El dirigente empresarial aclaró que la intención no es restringir la actividad, sino garantizar condiciones equitativas para todos los prestadores de servicios turísticos.
“No se trata de prohibir ni de ir contra nadie; se trata de que quien ofrece el mismo servicio juegue con las mismas reglas y de emparejar el piso con la hotelería”, sostuvo.
Competencia desigual
El organismo explicó que los hoteles deben cumplir con una serie de requisitos para operar, entre ellos licencias municipales, permisos, verificaciones, normas de protección civil y diversas obligaciones fiscales. En contraste, una parte importante de las propiedades ofertadas mediante plataformas digitales no está sujeta a los mismos controles ni cuenta con registros oficiales que permitan conocer con precisión cuántas existen y dónde se encuentran.

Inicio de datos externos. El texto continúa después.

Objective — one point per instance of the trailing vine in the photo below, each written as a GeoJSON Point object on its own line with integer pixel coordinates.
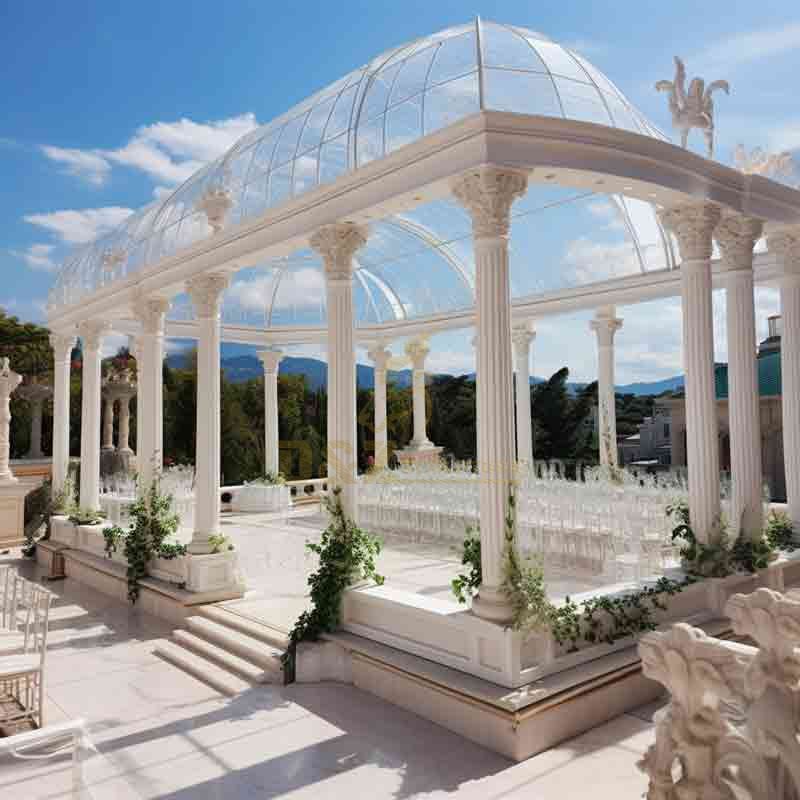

Para CETUR, la regulación debe enfocarse en que quienes realizan esta actividad de manera habitual cumplan con obligaciones similares a las exigidas al sector hotelero, tanto en materia fiscal como administrativa.
Seguridad y control
El Consejo también destacó que la expansión de la renta vacacional plantea desafíos en materia de seguridad pública. Mientras los hoteles mantienen registros de huéspedes y operan bajo supervisión de las autoridades, muchas propiedades ofertadas en plataformas funcionan sin mecanismos de identificación claros.
“En muchos casos, ni las autoridades ni los vecinos saben quién está detrás de cada propiedad ni quién entra y sale de ella”, señaló el organismo.
Abraham Martínez consideró que la creación de un padrón o registro permitiría conocer quiénes operan estos inmuebles y dónde se ubican, facilitando la supervisión y la atención de posibles incidentes.
“No se puede cuidar lo que no se conoce. Tener identificado quién renta y dónde es el primer paso para que Yucatán siga siendo el estado seguro que hoy nos distingue”, afirmó.
Llamado a una regulación ordenada
CETUR señaló que actualmente existen las herramientas tecnológicas y la información necesaria para avanzar en un esquema de regulación eficiente.
“Las condiciones están dadas. Hoy sabemos cuántos son, dónde están y quién los opera, y existe la tecnología para registrarlos y darles seguimiento. Lo que sigue es voluntad para ordenar la actividad”, indicó el dirigente empresarial.
Finalmente, el organismo turístico expresó su disposición para colaborar con autoridades estatales y municipales en el diseño de mecanismos que permitan regular la renta vacacional sin afectar la competitividad ni el atractivo turístico de Yucatán, con el objetivo de generar beneficios para visitantes, empresarios y comunidades locales.